On Wednesday, April 16, 2003, at 07:53  AM, Iljitsch van Beijnum wrote:
On woensdag, apr 16, 2003, at 15:40 Europe/Amsterdam, Brian E Carpenter wrote:

I think we should fly up one level and discuss a hypothetical
world in which addresses in A000::/3 are deemed to be mutable
in flight between bits 3 and 47 inclusive.
Lovely idea.

See what it does
to TCP, SCTP and IPSEC for example.
Well, break them... The TCP/UDP checksum should be easy enough to fix,
Right. Either change the pseudo-header checksum to incorporate only the top 3 and lower 80 or set the 45 bits of the global locator to some constant value. The latter approach allows for use of existing IPv6 code, but makes figuring out the source of a (non-malicious) DoS and/or the source of an ICMP unreachable message at the end point a bit challenging (malicious DoS would likely have a spoofed locator).

IPsec AH not much harder. The real problem is that if I have a session with a001::1 and suddenly packets start coming in from a002::1, how do I know these belong to the same session? This can be fixed by making the bottom 64/80 bits should be globally unique, or by informing the other side of all possible values that may appear in those 45 bits beforehand.
I think the simplest solution is to make the lower 64 bits globally unique. Treat the endpoint ID as a key into a distributed database of one or more locators associated with that endpoint ID. The endpoint need not (ever) know the full destination address, that is, the DNS lookup of the end point host name would only return (top 3, lower 80). The core/edge boundary packet forwarder takes the destination end point identifier of the outgoing packet, looks up (simple hash would work) the locators associated with that end point, picks one of the locators based on some administrative policy (e.g., AS hop count), rewrites the locator into the destination address and sends the packet on its way.

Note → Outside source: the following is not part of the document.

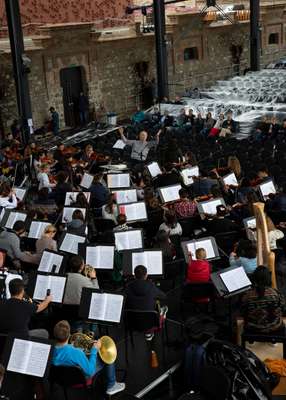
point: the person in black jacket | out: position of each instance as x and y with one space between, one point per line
142 294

As long as we're flying up levels, why not go up one more and compare different multiple-PA approaches?
One reason I like the GSE concept is that it removes the topology change induced renumbering problem from end sites, providing (in addition to multi-homing), number portability, at least from the perspective of end users (yes, non-tier 1 ISPs will need to renumber their infrastructure should they decide to change upstreams, but this wouldn't affect their customers).

The other approaches that do not separate locator from identifier don't address this problem (to my knowledge, pointers to documents where they do greatly appreciated).

From my perspective, the "real" problems with the GSE concept, at least historically, have been dealing with the distributed endpoint ID/locator map and the fear that GSE would make insertion attacks easier. Given the state of routing security (that is, the ability to insert pretty much any prefix into the routing system) I personally do not believe the latter concern is significantly worsened by something like GSE and, in any event, this issue would be addressed by deployment of IPSEC.

With respect to dealing with a distributed database, there are two broad approaches, pushing the data out (e.g., the way routiing tables are propagated) or pulling the data in (e.g., the way the DNS works). Both have advantages and disadvantages, but this given existence of solutions to this problem, this part seems solvable to me.